Cassazione civile, ordinanza 27 settembre 2019, n. 24167
Nel caso di responsabilità medica, la struttura presso cui si è svolta l’operazione, che ha cagionato il danno alla paziente, è solidalmente responsabile con il medico, esecutore dell’intervento chirurgico. Se la casa di cura viene condannata al pagamento del risarcimento e intende agire in regresso verso il medico, ha l’onere di provare l’esclusiva responsabilità dell’altro obbligato solidale (ossia del chirurgo) nella causazione del fatto.

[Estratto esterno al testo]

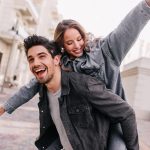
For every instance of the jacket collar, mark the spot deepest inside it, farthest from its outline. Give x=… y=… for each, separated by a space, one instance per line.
x=65 y=88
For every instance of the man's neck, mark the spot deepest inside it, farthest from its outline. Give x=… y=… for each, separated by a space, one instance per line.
x=55 y=84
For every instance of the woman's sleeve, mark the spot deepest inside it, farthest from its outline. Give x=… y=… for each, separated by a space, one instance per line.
x=117 y=43
x=22 y=96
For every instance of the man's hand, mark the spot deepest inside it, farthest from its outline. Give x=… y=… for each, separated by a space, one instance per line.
x=148 y=2
x=2 y=110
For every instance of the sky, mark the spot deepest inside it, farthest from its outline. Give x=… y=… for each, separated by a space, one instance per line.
x=99 y=17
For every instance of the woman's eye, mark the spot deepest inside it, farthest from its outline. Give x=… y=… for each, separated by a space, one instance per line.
x=79 y=39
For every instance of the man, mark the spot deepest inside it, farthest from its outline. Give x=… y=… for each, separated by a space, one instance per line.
x=70 y=104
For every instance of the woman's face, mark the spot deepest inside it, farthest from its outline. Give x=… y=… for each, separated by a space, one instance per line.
x=73 y=43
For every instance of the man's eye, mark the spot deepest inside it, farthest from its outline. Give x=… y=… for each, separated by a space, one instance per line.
x=30 y=60
x=69 y=43
x=42 y=56
x=79 y=39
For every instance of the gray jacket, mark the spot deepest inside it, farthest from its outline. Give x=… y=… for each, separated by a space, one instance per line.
x=103 y=60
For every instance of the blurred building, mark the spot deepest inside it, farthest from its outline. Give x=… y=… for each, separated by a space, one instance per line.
x=136 y=78
x=18 y=19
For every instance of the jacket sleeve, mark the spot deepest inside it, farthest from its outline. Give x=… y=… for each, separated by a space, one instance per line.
x=24 y=94
x=115 y=108
x=117 y=43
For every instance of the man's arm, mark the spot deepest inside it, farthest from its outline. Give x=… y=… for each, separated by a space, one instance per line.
x=24 y=94
x=115 y=108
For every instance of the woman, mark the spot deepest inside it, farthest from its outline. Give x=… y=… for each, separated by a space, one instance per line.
x=99 y=57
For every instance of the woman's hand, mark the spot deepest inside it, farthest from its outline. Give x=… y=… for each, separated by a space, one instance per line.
x=148 y=2
x=2 y=110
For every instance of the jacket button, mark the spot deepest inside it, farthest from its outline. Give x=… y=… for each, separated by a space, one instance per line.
x=77 y=110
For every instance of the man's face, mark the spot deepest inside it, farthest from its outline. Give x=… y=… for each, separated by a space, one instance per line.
x=41 y=63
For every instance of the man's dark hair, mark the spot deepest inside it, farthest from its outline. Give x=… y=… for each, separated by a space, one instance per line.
x=35 y=40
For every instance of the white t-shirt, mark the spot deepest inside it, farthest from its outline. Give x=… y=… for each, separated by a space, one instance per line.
x=55 y=113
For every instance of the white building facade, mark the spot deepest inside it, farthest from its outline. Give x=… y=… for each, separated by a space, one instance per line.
x=19 y=19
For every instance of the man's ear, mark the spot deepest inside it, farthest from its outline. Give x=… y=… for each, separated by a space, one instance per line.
x=57 y=59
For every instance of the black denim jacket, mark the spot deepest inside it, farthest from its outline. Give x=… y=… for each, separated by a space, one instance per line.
x=86 y=108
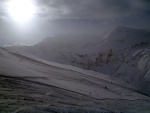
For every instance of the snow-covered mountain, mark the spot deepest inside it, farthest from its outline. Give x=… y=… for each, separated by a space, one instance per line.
x=30 y=84
x=111 y=55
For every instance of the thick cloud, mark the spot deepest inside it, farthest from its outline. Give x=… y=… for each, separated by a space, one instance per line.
x=87 y=9
x=92 y=9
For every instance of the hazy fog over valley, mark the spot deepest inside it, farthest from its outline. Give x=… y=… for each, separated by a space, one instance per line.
x=74 y=56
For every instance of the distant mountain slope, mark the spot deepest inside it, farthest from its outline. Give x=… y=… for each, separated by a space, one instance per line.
x=112 y=55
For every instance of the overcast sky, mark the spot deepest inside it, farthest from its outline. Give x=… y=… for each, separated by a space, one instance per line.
x=55 y=17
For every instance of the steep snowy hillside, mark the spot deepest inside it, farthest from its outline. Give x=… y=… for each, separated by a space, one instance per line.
x=112 y=55
x=30 y=84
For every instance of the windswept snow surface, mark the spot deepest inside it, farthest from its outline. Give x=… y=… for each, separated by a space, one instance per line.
x=45 y=87
x=111 y=55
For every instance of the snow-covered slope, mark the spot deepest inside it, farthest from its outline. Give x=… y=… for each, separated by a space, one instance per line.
x=67 y=77
x=112 y=55
x=98 y=87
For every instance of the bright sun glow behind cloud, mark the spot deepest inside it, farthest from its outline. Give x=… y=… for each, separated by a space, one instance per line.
x=21 y=11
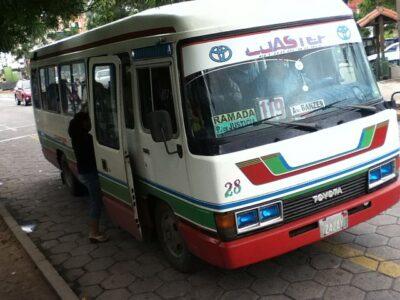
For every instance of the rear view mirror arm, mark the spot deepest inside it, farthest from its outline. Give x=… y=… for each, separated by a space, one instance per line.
x=178 y=149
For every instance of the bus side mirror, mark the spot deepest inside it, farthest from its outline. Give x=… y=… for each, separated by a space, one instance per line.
x=392 y=104
x=160 y=126
x=161 y=130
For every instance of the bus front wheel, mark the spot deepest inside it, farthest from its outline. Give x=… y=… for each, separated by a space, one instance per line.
x=171 y=239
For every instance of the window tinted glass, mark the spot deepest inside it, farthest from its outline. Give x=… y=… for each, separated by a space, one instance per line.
x=127 y=90
x=144 y=94
x=66 y=89
x=49 y=89
x=105 y=106
x=79 y=88
x=43 y=90
x=156 y=93
x=52 y=90
x=35 y=89
x=162 y=92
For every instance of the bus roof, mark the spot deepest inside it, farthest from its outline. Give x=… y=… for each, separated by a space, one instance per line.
x=200 y=15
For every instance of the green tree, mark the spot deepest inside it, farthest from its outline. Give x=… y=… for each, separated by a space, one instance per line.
x=368 y=5
x=10 y=75
x=23 y=23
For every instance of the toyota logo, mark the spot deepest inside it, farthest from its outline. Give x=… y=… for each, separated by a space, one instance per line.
x=220 y=54
x=344 y=32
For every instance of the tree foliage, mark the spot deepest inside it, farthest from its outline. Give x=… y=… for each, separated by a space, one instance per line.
x=368 y=5
x=24 y=22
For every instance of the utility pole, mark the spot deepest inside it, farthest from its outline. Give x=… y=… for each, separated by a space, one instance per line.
x=398 y=23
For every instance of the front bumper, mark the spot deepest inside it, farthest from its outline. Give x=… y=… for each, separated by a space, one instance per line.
x=264 y=245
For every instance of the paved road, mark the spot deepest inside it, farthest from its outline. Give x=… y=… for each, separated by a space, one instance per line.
x=361 y=263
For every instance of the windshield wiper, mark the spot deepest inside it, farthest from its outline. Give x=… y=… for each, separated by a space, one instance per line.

Nello specifico, la Suprema Corte ha affermato che: “laddove la struttura sanitaria, correttamente evocata in giudizio dal paziente che, instaurando un rapporto contrattuale, si è sottoposto ad un intervento chirurgico all’interno della struttura stessa, sostenga che l’esclusiva responsabilità dell’accaduto non è imputabile a sue mancanze tecnico-organizzative, ma esclusivamente alla imperizia del chirurgo, che ha eseguito l’operazione, agendo in garanzia impropria e chiedendo di essere tenuta indenne di quanto eventualmente fosse condannata a pagare nei confronti della danneggiata, ed in regresso nei confronti del chirurgo, affinché, nei rapporti interni, si accerti l’esclusiva responsabilità di questi nella causazione del danno, è sul soggetto che agisce in regresso a fronte di una responsabilità solidale che grava l’onere di provare l’esclusiva responsabilità dell’altro soggetto. Non rientra invece nell’onere probatorio del chiamato l’onere di individuare precise cause di responsabilità della clinica in virtù delle quali l’azione di regresso non potesse essere, in tutto o in parte, accolta“.